PIL: Nel 2019 il prodotto interno (pil) del nostro Paese resterà fermo, a fronte della
precedente previsione di una crescita dello 0,1%.
Tagliate da un +0,5% a un +0,4% anche le stime sul 2020 mentre nel 2021 si ipotizza un
aumento del pil dello 0,6%. "Ci aspettiamo che la crescita trimestrale resti compresa nel
range 0%-0,1% per il prossimo futuro", si legge nel Global Economic Outlook di Fitch.
(Ansa, Fitch Ratings)

In Italia è proseguita la fase di crescita lieve dei livelli complessivi di attività economica.
Secondo la stima preliminare, il Pil nel terzo trimestre è aumentato dello 0,1%
congiunturale, confermando la dinamica dei tre trimestri precedenti. L’incremento
tendenziale nel terzo trimestre è stato pari a +0,3% e la crescita acquisita per il 2019 si è
attestata al +0,2%. (Istat, ottobre 2019)

Inflazione: Si è confermata l’assenza di pressioni inflazionistiche nelle diverse fasi del


processo produttivo del sistema economico italiano e la dinamica dei prezzi al consumo si
è mantenuta inferiore a quella dell’area euro, con un CPI e HICP rispettivamente del
0,67% e 0,70%. (Istat, ottobre 2019)

Consumi privati: La spesa delle famiglie è prevista crescere poco nel 2019 - sebbene
con un profilo trimestrale crescente in corso d’anno - e frenare nel 2020. Nel 2019 è
previsto un aumento del reddito disponibile delle famiglie, anche grazie all’entrata in vigore
di Rdc e Quota 100. Nel 2020, viceversa, il forte aumento dell’IVA avrà, attraverso
l’aumento dei prezzi, ricadute sul potere d’acquisto, previsto in calo. (Confindustria)
Disoccupazione/Occupazione: Torna a scendere la disoccupazione.
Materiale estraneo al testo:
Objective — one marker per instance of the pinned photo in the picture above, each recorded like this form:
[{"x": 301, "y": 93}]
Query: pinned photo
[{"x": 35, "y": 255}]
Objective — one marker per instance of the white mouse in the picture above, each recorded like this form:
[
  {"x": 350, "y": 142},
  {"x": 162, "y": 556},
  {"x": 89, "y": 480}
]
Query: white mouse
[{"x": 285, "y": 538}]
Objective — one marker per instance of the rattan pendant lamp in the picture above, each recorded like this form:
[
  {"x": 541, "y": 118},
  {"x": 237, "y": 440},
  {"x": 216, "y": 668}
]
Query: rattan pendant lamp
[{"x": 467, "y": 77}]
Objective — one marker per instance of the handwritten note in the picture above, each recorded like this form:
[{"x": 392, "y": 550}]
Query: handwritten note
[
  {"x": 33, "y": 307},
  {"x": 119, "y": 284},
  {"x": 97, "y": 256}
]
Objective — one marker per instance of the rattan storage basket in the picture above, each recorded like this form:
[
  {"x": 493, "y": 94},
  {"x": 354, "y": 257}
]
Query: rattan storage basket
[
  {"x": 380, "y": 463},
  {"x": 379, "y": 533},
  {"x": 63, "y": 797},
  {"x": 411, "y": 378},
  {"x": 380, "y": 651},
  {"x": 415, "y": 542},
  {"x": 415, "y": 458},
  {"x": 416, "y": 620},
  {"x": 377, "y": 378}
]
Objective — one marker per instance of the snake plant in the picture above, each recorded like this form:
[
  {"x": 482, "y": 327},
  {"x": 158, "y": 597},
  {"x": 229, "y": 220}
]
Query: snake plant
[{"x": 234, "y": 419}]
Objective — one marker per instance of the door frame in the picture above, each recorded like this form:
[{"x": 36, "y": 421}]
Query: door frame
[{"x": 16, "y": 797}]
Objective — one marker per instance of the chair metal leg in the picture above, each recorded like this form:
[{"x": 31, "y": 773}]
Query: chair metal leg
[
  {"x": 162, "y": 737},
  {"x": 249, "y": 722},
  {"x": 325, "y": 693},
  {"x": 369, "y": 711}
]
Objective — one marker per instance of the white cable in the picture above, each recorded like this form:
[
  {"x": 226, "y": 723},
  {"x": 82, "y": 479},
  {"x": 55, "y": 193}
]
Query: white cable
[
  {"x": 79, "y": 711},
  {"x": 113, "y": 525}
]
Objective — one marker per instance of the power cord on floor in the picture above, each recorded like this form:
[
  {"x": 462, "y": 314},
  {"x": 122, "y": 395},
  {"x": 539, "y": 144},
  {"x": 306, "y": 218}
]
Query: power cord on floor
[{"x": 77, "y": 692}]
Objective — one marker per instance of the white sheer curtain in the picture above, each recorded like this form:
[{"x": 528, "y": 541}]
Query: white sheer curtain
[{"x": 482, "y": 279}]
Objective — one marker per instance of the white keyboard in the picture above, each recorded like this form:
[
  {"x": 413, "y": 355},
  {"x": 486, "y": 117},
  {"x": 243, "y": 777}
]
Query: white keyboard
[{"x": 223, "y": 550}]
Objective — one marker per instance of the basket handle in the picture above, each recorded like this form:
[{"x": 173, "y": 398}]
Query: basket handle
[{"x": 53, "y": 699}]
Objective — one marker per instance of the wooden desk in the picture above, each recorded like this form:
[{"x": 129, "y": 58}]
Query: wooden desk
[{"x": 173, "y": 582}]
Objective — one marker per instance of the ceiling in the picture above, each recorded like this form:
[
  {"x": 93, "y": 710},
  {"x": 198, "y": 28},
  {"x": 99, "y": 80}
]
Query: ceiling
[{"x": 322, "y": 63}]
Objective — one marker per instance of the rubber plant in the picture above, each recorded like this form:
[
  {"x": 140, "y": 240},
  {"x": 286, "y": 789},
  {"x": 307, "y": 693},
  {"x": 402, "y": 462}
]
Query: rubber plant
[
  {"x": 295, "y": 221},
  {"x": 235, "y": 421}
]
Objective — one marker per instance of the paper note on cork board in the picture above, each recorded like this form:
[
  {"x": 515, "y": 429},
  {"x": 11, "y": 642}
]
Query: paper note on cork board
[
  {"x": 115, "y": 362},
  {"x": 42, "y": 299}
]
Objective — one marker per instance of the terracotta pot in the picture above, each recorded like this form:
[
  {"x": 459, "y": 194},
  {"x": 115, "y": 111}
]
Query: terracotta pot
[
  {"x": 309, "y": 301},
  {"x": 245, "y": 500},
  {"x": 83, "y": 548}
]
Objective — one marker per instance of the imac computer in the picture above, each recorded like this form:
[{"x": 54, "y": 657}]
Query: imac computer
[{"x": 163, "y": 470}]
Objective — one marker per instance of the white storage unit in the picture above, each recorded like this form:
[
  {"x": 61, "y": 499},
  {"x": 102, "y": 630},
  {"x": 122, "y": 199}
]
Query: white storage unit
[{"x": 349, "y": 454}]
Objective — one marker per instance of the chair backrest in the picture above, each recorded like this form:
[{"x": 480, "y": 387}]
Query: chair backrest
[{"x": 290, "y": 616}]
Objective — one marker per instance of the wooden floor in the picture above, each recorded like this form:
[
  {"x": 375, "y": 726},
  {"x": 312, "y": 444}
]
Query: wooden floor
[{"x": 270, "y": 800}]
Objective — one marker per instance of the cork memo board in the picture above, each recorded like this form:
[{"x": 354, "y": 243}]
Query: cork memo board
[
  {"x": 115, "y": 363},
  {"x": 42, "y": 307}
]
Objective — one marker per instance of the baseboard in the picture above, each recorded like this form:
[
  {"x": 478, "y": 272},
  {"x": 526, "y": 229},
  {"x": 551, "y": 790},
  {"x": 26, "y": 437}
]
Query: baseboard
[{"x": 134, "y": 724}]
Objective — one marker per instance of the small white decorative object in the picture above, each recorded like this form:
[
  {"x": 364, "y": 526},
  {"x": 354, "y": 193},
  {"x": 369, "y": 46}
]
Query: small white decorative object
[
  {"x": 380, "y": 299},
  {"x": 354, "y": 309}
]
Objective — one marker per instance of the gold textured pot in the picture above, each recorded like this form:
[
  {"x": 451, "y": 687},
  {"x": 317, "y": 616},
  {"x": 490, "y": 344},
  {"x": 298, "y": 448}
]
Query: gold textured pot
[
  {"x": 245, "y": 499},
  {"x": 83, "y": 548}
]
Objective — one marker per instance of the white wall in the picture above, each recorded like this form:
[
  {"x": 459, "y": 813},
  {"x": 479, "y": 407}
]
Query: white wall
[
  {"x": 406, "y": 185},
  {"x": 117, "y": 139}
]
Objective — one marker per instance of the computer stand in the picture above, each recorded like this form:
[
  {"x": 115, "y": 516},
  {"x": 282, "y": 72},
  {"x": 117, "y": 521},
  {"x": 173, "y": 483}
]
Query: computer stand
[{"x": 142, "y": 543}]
Ad agosto il tasso è
sceso al 9,5%, in diminuzione di 0,3 punti percentuali su base mensile, aggiornando così il
minimo dal novembre del 2011. In flessione anche il dato giovanile: la percentuale di chi
cerca un lavoro e non lo trova nella fascia 15-24 anni è calata di 1,3 punti percentuali su
base mensile, portandosi al 27,1%, al punto più basso dal 2010. Il calo del tasso di
disoccupazione e dei disoccupati (-87mila) è in parte mitigato da un aumento degli inattivi
(+73mila), coloro cioé che non hanno né cercano un impiego. Si conferma invece ai
massimi storici il tasso di occupazione, cioè il rapporto tra chi ha un impiego sul totale
della popolazione di riferimento, stabile al 59,2%. Un dato, questo, che resta comunque
sensibilmente più basso rispetto alla media europea. (Repubblica)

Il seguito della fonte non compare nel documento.